The rapid advances in AI could consolidate power and wealth in the hands of a small few, which is why many in the tech industry have called for a universal basic income.
But some AI leaders worry even a UBI wouldn't be enough.
"I certainly think that's better than nothing," Anthropic's CEO Dario Amodei told Time. "But I would much prefer a world in which everyone can contribute. It would be kind of dystopian if there are these few people that can make trillions of dollars, and then the government hands it all out to the unwashed masses."
Amodei, a former OpenAI employee, launched Anthropic in 2021 with his sister, Daniela, and five other OpenAI colleagues. They believed AI would have a dramatic impact on the world and wanted to build a company that would ensure it was aligned with human values. Amodei described it to Time as a company focused on "public benefit."

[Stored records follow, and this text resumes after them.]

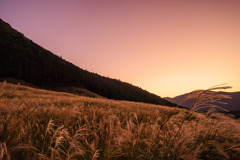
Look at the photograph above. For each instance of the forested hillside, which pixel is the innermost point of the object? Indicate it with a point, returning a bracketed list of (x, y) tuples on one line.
[(23, 59)]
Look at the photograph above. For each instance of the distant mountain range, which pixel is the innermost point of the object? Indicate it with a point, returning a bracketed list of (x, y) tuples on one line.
[(231, 105), (24, 60)]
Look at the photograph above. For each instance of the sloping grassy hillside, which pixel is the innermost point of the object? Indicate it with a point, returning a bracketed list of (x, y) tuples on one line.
[(40, 124)]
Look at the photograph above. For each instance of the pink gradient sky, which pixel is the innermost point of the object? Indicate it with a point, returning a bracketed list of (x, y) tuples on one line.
[(167, 48)]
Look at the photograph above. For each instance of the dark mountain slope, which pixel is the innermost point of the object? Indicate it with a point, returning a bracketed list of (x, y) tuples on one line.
[(21, 58)]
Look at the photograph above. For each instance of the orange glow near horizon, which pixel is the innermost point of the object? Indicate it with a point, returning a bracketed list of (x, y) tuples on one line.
[(168, 48)]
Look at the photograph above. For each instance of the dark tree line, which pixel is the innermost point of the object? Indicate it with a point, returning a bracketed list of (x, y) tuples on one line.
[(21, 58)]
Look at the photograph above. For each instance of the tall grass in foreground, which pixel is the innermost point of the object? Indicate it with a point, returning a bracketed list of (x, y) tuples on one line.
[(38, 124)]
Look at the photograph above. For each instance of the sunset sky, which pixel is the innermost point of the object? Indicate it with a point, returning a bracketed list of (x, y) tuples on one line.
[(166, 47)]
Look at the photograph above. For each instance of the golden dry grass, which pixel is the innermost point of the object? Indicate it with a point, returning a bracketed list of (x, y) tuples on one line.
[(40, 124)]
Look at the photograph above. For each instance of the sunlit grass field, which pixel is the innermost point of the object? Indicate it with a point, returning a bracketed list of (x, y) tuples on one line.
[(47, 125)]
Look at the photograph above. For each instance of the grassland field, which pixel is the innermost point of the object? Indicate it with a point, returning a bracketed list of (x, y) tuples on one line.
[(47, 125)]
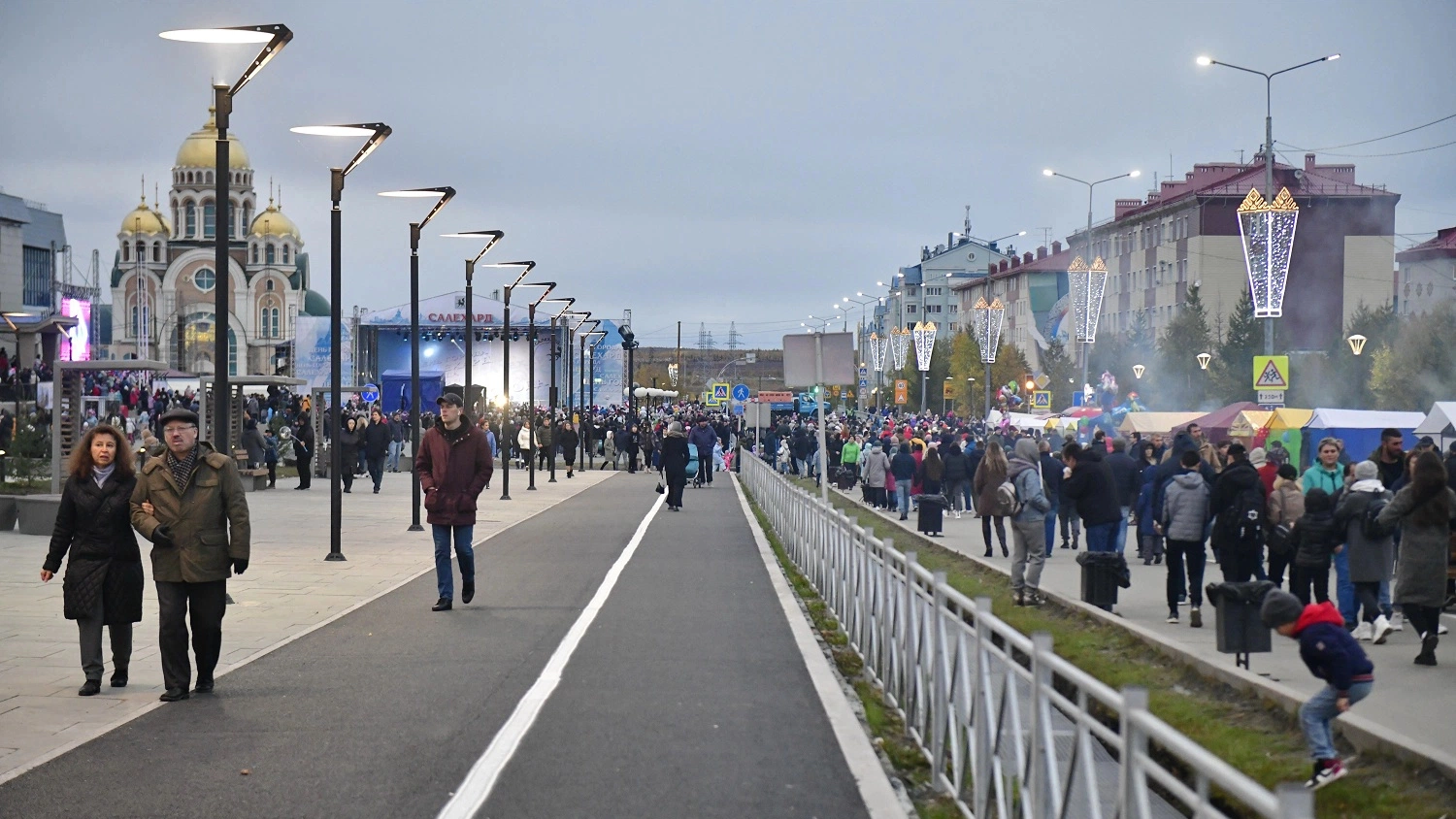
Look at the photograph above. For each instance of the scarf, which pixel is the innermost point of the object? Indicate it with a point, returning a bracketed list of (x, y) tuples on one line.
[(182, 470)]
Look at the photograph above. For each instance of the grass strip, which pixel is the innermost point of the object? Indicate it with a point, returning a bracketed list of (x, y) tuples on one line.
[(1251, 734)]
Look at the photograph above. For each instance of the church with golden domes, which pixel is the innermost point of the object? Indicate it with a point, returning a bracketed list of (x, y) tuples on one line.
[(162, 284)]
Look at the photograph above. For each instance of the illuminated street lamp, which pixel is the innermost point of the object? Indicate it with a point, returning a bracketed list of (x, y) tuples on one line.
[(376, 133), (923, 335), (987, 337), (276, 37)]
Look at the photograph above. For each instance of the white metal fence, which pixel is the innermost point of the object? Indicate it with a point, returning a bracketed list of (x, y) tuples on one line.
[(1009, 728)]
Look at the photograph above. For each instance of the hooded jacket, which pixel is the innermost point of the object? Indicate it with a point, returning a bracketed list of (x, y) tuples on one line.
[(1185, 508), (1330, 652)]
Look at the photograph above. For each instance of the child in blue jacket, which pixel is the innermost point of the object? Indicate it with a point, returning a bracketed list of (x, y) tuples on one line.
[(1331, 655)]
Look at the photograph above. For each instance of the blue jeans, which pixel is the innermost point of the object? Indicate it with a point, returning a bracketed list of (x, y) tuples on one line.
[(1103, 537), (1344, 588), (1318, 710), (903, 495), (445, 577)]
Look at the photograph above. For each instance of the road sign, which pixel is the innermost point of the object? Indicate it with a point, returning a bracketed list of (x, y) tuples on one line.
[(1272, 373)]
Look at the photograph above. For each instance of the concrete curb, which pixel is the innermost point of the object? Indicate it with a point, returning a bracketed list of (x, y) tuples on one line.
[(1363, 734)]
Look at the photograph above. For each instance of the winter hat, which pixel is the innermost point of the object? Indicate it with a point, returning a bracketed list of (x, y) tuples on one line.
[(1280, 608)]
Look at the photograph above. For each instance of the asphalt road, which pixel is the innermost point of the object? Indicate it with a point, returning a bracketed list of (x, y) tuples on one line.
[(687, 697)]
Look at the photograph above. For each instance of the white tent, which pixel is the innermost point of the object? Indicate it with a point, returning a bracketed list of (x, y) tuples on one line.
[(1440, 423)]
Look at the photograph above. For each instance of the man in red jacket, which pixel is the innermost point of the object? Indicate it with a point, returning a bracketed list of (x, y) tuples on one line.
[(453, 464)]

Many in the tech industry have expressed support for universal basic income, a recurring cash payment to all adults in a given population regardless of their wealth or employment status, to mitigate the economic impact of AI. The idea is that it will act as a safety net for individuals whose jobs have been threatened by the technology.

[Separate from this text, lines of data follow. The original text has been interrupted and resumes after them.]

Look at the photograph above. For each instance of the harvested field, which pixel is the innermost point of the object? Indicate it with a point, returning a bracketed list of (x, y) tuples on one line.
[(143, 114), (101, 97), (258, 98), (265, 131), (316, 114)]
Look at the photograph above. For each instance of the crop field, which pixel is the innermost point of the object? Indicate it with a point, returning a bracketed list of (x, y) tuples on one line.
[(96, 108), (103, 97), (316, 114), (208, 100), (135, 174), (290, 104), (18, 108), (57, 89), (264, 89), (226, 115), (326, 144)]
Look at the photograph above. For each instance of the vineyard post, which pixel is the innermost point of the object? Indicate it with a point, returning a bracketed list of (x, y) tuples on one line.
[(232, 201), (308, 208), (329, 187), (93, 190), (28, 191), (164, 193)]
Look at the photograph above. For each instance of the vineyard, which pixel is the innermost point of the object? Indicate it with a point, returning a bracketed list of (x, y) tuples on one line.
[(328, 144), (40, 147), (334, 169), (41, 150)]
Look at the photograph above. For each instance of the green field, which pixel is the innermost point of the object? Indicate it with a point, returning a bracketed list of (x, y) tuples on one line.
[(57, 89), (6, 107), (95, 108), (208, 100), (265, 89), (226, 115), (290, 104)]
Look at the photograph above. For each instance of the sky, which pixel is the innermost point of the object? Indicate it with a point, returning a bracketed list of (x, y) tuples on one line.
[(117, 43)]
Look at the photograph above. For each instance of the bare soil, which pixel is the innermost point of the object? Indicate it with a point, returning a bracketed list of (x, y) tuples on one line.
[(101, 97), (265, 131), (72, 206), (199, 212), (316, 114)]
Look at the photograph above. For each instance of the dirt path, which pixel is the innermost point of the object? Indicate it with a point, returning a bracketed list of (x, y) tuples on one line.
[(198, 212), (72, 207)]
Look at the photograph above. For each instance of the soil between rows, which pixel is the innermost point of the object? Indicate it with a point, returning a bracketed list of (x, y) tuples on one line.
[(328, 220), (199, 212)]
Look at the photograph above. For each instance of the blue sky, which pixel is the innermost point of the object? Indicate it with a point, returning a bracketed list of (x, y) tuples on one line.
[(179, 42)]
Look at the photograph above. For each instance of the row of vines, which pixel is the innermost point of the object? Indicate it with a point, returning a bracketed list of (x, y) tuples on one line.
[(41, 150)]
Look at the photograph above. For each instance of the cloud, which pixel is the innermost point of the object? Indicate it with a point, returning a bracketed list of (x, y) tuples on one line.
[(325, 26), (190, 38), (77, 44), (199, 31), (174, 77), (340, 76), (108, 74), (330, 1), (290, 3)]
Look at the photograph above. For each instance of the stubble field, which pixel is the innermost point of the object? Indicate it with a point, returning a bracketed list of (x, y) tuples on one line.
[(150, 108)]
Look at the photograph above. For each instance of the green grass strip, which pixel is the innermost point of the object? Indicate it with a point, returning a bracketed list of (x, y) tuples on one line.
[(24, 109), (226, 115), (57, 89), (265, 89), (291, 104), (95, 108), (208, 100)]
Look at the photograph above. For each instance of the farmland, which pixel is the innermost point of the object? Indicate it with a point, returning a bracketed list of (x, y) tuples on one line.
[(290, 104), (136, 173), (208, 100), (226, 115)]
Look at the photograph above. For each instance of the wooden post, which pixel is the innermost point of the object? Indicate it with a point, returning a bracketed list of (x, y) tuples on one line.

But Amodei thinks that AI will alter society in such a fundamental way that we need to design a more comprehensive solution. "I think in the long run, we're really going to need to think about how do we organize the economy, and how humans think about their lives?" He doesn't have the answer, in part, because he believes it needs to be a "conversation among humanity."
Amodei isn't the only one thinking beyond universal basic income. OpenAI CEO Sam Altman, while a vocal proponent of it, has also proposed the idea of a "universal basic compute." The idea is that as large language models advance, owning a slice of one will be more valuable than money.